First, when I fail, I realize that I need to trust less in my own achievements and more in the power of God’s grace: “But he said to me, ‘My grace is sufficient for you, for my power is made perfect in weakness.’ Therefore I will boast all the more gladly of my weaknesses, so that the power of Christ may rest upon me” (2 Cor. 12:9, ESV).2 Failure is a step toward forgiveness and strength in Christ. On the contrary, when failure is not an option, I might find myself on the side of a distorted perfectionist image of God’s righteousness.
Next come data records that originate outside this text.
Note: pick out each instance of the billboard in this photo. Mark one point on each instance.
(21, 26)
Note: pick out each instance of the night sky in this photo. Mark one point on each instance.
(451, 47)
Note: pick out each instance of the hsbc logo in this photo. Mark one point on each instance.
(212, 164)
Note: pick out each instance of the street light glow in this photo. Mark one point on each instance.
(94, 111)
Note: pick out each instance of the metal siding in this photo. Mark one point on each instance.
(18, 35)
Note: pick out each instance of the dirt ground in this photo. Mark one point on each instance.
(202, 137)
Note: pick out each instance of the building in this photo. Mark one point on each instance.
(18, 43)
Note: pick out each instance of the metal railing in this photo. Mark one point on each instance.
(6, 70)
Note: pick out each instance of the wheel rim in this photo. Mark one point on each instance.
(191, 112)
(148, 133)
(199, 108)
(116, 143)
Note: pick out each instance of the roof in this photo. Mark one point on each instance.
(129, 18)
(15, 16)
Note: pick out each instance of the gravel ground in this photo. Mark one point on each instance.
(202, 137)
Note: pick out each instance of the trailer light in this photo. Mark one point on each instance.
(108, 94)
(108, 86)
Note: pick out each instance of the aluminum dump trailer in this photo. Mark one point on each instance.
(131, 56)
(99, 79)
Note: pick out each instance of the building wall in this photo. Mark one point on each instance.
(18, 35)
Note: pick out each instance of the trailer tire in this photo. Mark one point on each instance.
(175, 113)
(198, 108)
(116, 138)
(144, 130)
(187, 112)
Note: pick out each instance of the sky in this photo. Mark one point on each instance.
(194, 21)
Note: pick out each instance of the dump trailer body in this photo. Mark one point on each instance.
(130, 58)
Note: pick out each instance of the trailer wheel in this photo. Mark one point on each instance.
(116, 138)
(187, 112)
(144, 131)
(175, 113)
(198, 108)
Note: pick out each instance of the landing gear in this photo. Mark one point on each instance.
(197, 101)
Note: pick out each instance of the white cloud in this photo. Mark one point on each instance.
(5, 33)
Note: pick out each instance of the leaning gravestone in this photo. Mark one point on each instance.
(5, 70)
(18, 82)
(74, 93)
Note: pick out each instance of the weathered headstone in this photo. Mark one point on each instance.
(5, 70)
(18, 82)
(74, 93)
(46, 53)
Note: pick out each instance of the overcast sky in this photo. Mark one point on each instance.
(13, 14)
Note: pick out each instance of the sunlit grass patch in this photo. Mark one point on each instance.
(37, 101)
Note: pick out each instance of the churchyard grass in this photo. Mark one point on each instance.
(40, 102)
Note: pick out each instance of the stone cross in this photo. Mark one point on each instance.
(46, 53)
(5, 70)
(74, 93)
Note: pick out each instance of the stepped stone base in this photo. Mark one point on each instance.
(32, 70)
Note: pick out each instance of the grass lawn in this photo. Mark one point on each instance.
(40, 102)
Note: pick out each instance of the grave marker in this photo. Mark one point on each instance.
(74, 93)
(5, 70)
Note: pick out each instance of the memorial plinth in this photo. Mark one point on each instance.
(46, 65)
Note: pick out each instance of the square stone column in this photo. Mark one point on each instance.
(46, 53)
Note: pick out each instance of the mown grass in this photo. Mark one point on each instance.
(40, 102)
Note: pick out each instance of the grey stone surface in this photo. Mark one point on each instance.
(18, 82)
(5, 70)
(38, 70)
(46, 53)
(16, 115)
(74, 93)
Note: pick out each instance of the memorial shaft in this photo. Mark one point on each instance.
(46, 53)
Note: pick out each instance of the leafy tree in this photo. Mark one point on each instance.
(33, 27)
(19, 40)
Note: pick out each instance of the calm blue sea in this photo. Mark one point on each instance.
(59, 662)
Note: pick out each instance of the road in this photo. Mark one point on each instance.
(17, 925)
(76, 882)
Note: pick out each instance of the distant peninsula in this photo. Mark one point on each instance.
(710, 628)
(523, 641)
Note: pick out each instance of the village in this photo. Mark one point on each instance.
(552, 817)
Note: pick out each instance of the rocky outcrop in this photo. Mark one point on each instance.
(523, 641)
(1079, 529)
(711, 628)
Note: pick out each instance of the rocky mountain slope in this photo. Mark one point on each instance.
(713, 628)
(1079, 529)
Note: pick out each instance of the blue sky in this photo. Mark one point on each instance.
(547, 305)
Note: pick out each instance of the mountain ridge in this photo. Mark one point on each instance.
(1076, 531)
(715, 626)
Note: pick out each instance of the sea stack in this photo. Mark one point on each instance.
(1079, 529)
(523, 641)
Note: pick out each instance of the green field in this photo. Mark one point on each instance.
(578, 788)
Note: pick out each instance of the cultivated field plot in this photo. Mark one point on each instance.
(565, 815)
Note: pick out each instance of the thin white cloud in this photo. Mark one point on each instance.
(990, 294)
Second, when I fail, there is a chance that I will become more compassionate with the people around me. In looking back on Peter’s experience, Ellen White comments: “Remembering his own weakness and failure, he was to deal with the sheep and lambs committed to his care as tenderly as Christ had dealt with him.”3 A healthy recognition of our own failures makes us more forgiving of the shortcomings of others and helps us develop Christlike empathy.
So failure is unfortunately but definitely an option in a sin-stricken world. It’s not an option I would necessarily look for or strive for voluntarily, but it’s an option that I know sooner or later will come my way. And that’s OK! I don’t have to pressure myself into constant success, falling apart at the first failure. Similarly, I recognize that I do not have to pressure my children into being overachievers. They should know that they are allowed to fail, that they can grow by learning from their mistakes; and that divine grace provides for all of that. I pray I’ll still say the same when the next grade report comes home.
1 http://www.spiegel.de/lebenundlernen/schule/burnout-bei-kindern-wie-kommt-es-so-frueh-zu-depressionen-a-1045734.html.
2 Scripture quotations marked ESV are from The Holy Bible, English Standard Version, copyright © 2001 by Crossway Bibles, a division of Good News Publishers. Used by permission. All rights reserved.
3 Ellen G. White, The Acts of the Apostles (Mountain View, Calif.: Pacific Press Pub. Assn., 1911), p. 516.
Martin G. Klingbeil, D.Litt., is professor of biblical studies and archaeology and associate director of the Institute of Archaeology at Southern Adventist University in Collegedale, Tennessee, United States.